V – Les hypothèses de travail :

Nous avons d'ores et déjà souligné l'un des objets centraux de la recherche présentée ici, à savoir l'examen des modes d'action d'un service dont la vocation officielle est de défendre et d'assister les étrangers, et ce dans un pays devenu une terre d'exclusion et de répression. En suivant le déroulement des évènements et les conditions dans lesquelles les membres de l'Association concernée ont pu ou su, par contrainte ou empêchement, préserver ou non la survie du Service, les formes de légalisme appliquées par les responsables nécessitent un approfondissement afin d'en définir la nature précise. De quelle acceptation s'agit-il ? Quelles sont les limites et les frontières explicites ou implicites qui se sont imposées ? Au regard de ces aspects, de quelle forme de « résistance » pouvons-nous parler pour qualifier les actes de quelques professionnelles, actes ayant valu au Service une punition collective à quelques semaines de la Libération ?

Comme beaucoup d'organisations et, souvent, d'individus, le SSAE a présenté une double face durant les dernières années de l'Occupation. Resté un service officiel de Vichy jusque dans les dernières semaines du printemps 1944, il apparaîtra, plus tard, comme un des organismes qui « sauva l'honneur » des services sociaux. Dans les années d'après-guerre, ces derniers seront la cible de bien des critiques quant à leur présence active dans tous les moyens mis en place par Vichy dans le domaine de l'assistance.
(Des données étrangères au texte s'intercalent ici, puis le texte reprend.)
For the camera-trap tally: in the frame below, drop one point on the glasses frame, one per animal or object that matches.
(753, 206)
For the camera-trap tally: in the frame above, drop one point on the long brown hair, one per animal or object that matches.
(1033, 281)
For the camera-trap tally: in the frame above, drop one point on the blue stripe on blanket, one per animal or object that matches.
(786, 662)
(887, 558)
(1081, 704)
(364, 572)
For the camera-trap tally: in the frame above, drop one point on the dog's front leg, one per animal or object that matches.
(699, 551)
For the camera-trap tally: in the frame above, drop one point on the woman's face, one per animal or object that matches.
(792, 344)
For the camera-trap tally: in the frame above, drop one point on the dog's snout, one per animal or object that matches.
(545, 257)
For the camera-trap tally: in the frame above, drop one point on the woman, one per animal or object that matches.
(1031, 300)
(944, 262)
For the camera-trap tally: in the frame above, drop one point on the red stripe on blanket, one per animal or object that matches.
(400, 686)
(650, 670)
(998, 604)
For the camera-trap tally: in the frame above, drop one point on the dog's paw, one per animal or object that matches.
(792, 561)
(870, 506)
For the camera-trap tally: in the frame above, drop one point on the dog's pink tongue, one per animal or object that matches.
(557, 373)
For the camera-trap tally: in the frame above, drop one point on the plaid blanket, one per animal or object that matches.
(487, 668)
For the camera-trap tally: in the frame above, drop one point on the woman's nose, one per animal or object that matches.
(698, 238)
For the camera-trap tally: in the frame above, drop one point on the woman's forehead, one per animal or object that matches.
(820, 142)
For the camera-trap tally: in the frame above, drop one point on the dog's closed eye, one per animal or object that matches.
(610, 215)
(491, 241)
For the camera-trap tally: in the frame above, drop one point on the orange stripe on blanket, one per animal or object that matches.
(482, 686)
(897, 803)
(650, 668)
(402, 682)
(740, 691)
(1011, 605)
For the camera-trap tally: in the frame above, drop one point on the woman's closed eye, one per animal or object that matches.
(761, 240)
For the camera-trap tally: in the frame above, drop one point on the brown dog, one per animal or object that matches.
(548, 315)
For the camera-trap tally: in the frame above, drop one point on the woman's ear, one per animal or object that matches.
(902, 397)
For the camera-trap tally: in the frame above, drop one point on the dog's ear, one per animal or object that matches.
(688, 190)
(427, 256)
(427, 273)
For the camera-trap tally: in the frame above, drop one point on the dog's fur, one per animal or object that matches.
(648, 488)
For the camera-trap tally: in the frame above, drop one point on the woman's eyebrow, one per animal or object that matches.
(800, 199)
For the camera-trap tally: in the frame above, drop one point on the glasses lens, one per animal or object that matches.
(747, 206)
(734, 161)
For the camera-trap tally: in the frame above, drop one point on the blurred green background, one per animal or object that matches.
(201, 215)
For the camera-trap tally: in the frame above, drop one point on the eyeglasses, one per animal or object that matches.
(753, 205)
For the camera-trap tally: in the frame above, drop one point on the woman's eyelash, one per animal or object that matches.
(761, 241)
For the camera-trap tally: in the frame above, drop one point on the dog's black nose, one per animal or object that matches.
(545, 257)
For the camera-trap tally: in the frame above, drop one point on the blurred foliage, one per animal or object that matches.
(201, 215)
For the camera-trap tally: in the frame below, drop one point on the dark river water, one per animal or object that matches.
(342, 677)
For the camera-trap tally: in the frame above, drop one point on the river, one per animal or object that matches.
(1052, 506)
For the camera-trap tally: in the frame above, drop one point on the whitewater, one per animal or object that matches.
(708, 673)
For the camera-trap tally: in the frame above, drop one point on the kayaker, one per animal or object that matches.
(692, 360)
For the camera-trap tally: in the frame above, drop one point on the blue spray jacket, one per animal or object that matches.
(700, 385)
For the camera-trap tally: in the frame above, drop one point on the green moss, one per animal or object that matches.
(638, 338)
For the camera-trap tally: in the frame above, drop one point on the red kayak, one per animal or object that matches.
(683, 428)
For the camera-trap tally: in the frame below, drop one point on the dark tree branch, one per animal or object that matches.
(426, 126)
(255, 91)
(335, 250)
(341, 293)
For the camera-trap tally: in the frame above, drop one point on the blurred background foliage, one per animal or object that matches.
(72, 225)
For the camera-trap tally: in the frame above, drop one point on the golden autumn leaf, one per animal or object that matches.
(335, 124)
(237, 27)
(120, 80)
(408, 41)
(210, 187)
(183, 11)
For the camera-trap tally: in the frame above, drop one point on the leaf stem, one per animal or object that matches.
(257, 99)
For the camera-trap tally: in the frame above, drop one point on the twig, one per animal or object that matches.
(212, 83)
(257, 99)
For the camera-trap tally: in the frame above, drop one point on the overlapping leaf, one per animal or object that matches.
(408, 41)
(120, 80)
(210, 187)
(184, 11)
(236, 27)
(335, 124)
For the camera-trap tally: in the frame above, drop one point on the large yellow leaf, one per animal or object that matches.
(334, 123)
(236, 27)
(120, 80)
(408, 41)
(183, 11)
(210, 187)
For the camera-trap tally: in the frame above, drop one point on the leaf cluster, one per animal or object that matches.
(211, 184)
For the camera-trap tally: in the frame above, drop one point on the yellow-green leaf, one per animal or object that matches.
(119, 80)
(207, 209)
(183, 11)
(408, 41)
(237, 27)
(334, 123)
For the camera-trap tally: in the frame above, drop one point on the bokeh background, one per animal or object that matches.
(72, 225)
Comment qualifier la prise de conscience nécessaire pour mener à la désobéissance ? S’agit-il d’une réelle rupture ou plutôt d'une continuité préservant la cohérence et l’efficacité de l'action ?

Pour le SSAE, la déclaration de guerre et la chape de plomb de l'Occupation constituent une mise à l'épreuve et inaugurent une odyssée marquée par la révolte et le courage mais aussi par le renoncement et l'attentisme. Les femmes dont nous allons parler ont connu et vécu tous ces sentiments à la fois. Notre recherche a pour modeste ambition de restituer leur juste part de vérité dans l'aventure qu'elles ont traversée.